Uno de los temas recurrentes es la nostalgia de la juventud y el bendecido asombro con que percibe cuanto hubo para ella de una providencia favorable. Así, por ejemplo, en “Oro y tormenta”:
“Asida de una rama de neblina
dialogo con mi ayer, oro y tormenta…
El ayer… Ah, qué mundo tan lejano
de esta avidez de presa de mi mano
halcón menudo que cazó centellas,
ave de paraíso ya perdida
entre la selva helada de una vida
que iluminaron todas las estrellas.”
Otras veces se une a esa evocación la confrontación con la muerte de seres queridos para ella en la cual, sin dejar de trasparecer el dolor consiguiente, se yergue solitaria y firme ante el misterio:
“Se alza la alondra para el canto y lleva
la cruz ceñida a las abiertas alas;
surge el jazmín y en su blancura lúcida
está el marfil de estirpe funeraria.
¡Cómo vivía yo cada minuto
y me moría jubilosamente,
para tornar a renacer tan clara
como los puros musgos de las fuentes!
Ahora asisto con inmóvil párpado
al continuado juego de la muerte.”
Pero es sobre todo en el poema titulado “Angor Dei” que la elevación de su espíritu, de su fe y de su capacidad de expresión alcanza, en nuestra opinión, su máxima realización. Trátase de un diálogo con Cristo en el que, al evocar un panorama general de desunión, codicias, rivalidades, guerras y amenazas apocalípticas, Juana se sitúa ante el Señor y se ofrece en sacrificio expiatorio por el bien de la humanidad, uniendo su entrega a la de Cristo. Y aquella persona, aquel cuerpo que antes se entregaba en busca de una unión integral con alguien, percibiendo anticipadamente que tal finalidad no sería alcanzada en plenitud, se ofrece ahora integralmente en sacrificio para que, en unión con Cristo, pueda ser vencido el mal en el mundo. La capacidad de amar ha llegado a su máxima expresión con la renuncia a sí misma por el bien de los otros.
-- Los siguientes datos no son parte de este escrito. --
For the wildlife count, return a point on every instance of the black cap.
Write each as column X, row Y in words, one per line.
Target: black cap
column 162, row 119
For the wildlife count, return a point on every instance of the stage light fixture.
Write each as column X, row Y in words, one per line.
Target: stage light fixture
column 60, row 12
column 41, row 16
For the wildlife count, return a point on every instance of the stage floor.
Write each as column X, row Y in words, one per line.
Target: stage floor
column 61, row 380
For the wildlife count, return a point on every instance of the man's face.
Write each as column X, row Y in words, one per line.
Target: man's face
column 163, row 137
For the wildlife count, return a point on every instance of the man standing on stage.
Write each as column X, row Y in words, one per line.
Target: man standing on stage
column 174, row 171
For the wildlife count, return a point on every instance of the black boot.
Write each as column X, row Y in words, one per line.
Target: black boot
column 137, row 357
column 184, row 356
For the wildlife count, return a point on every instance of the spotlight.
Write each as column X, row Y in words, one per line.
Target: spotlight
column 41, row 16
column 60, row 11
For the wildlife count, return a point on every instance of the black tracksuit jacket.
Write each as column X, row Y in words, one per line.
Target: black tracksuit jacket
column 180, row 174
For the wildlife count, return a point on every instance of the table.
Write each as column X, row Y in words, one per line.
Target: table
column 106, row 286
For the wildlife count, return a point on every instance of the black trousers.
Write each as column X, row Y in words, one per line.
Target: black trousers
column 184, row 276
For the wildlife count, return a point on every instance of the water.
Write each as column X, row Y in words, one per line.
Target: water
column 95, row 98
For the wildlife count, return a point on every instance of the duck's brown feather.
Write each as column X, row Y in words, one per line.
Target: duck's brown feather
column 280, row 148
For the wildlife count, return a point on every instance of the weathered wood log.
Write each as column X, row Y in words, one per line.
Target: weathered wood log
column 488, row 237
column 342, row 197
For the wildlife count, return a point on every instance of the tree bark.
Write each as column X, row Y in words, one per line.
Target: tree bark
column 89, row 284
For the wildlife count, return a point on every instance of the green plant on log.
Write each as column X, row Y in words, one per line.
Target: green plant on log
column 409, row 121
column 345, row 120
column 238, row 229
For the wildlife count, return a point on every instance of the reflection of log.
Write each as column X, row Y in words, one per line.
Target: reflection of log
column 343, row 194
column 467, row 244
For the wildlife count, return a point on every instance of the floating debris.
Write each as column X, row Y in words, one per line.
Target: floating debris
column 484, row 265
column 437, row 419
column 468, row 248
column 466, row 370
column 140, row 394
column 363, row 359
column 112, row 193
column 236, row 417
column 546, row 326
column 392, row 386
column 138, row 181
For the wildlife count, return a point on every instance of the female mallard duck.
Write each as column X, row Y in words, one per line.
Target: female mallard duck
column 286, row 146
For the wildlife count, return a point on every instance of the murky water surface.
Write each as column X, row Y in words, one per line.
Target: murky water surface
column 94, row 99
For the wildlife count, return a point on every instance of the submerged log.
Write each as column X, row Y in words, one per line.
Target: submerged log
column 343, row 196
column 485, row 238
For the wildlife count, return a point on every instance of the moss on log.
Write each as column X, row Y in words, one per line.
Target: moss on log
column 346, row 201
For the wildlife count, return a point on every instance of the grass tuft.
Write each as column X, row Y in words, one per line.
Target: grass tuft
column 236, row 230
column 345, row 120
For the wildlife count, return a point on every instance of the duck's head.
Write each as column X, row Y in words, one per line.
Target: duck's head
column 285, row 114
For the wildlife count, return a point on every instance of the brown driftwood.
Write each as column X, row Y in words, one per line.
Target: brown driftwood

No nos sorprende, pues, que junto con esa elevación espiritual, también la poesía alcance su máxima expresión.
Dejamos, pues, al lector ante ese texto para que lo considere, lo medite verso a verso y comparta la elevación que en él se alcanza.
“Cristo que prometiste regresar para el Juicio,
para la redención y para el pleito
del demonio y tu Padre,
para la hora eterna sin daga ni cilicio,
el triunfo del amor, la caridad que labre
la dulce aurora única de la alianza del hombre
con el lobo; las bodas de los pueblos
Estamos en el triunfo duro y enrojecido
del odio que te lleva, ¡oh Cristo! a la derrota.
¿Qué hacemos si no cumples ahora tu promesa,
si no vienes y curas la fiebre de las cosas?
¡Ahí, si yo fuera digna de la crucifixión,
blanca, y cual tú, emisaria de una nueva esperanza,
si pudiera cegar la amenaza del átomo,
destrozar los fusiles, mellar todas las lanzas
y hacer de cada hombre un tranquilo labriego
atento sólo al pan abundante del mundo,
a la fruta de azúcar, al ensueño y al canto,
al cacharro más bello, al amor más seguro,
a la mujer sin joyas con sus hijos sin llanto!
Si yo me mereciera la cruz y su agonía
y la tierra adviniera tranquila, rica y clara
a cambio de mi sangre, tómame Cristo mío,
y hazme tu capitana.
Porque tal vez estás quemándote, vidente,
en otros tristes mundos de guerras y sollozos,
con la frente en el polvo te ofrezco el cuerpo mío
para comprar con él las legiones del odio.”
Esperamos, pues, que una imagen más plena de Juana de Ibarbourou se haya revelado ante nosotros.